When the French presidential elections begin on April 23, the world will be watching closely.

Polls are tightening up, but Marine Le Pen, of the far-right National Front (FN) Party, seems likely to get through to the second, runoff ballot on May 10. Will the xenophobic populism that brought Brexit to the U.K. and Donald Trump to the White House claim the Elysée Palace, too?

Le Pen’s expected advance has been one of the few constants in a campaign marked by surprising, dispiriting twists. To a historian of French colonialism like me, one of the most revealing is the renewed debate over the memory and teaching of the colonial past. The candidates’ positions on this issue can be seen as a revealing barometer of French attitudes toward immigration, race and multiculturalism today.

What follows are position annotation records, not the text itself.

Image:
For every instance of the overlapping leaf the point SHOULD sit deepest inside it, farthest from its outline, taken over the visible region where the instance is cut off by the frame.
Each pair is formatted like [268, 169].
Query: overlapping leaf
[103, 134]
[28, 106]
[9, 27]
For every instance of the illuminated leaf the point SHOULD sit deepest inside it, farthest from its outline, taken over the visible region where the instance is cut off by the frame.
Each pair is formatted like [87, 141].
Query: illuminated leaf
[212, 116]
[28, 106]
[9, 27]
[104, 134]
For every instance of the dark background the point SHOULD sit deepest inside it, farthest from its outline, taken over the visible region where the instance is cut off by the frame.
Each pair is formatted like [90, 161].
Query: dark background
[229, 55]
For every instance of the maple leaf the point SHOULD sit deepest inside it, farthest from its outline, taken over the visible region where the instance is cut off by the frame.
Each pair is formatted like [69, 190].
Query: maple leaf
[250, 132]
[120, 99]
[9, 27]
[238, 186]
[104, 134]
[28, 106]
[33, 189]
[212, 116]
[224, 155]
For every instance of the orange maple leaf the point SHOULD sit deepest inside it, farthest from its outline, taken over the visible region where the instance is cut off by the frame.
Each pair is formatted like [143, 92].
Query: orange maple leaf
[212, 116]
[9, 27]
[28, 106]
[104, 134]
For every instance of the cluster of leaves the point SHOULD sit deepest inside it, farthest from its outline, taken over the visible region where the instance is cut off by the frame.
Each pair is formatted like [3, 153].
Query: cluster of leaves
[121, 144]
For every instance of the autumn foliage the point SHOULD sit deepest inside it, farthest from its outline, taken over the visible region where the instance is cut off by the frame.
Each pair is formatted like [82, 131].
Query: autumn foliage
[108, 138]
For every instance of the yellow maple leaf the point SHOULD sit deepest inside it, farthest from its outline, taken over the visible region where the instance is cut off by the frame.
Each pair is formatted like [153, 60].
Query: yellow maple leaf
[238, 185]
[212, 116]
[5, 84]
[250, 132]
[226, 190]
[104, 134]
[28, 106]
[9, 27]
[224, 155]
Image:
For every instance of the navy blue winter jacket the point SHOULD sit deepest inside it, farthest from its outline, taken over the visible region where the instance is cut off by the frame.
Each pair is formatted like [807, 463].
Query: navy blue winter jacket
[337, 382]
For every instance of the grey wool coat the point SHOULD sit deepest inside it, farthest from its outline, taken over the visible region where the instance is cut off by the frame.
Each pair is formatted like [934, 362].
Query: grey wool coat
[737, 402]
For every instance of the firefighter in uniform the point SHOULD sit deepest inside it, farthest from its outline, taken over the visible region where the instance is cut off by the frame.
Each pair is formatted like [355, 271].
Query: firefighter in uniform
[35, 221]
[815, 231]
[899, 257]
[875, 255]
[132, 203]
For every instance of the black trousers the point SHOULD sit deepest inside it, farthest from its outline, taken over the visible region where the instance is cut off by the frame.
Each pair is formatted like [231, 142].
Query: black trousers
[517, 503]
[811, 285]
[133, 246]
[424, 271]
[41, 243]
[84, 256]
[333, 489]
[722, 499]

At its height in the 1930s, the French empire encompassed some 60 million colonial subjects, from the Caribbean to Southeast Asia. But after decolonization in the 1950s and 1960s, the French relegated imperial racism, slavery and colonialism to the “historical back burner.” The eruption of the history wars finally broke this public silence in the mid-1990s.

There were two main triggers for the decade-long fight about how to remember France’s colonial history.

The first was the 150th anniversary of the French abolition of colonial slavery in 1998. Angered by the self-congratulatory celebration of French abolitionists, black and Afro-Caribbean activists demanded greater attention to enslaved Africans’ suffering.

Their efforts culminated in a 2001 law sponsored by Guyanese deputy Christiane Taubira. The “Taubira Law” “recognizes the slave trade and slavery as crimes against humanity.”

The second came in 2000, with revelations about the French army’s systematic use of torture during the Algerian War of Independence (1954-1962). Memoirs published by an Algerian nationalist and a French military officer and studies by two young French historians unleashed harsh condemnation of abuses committed in Algeria, the jewel of the French empire.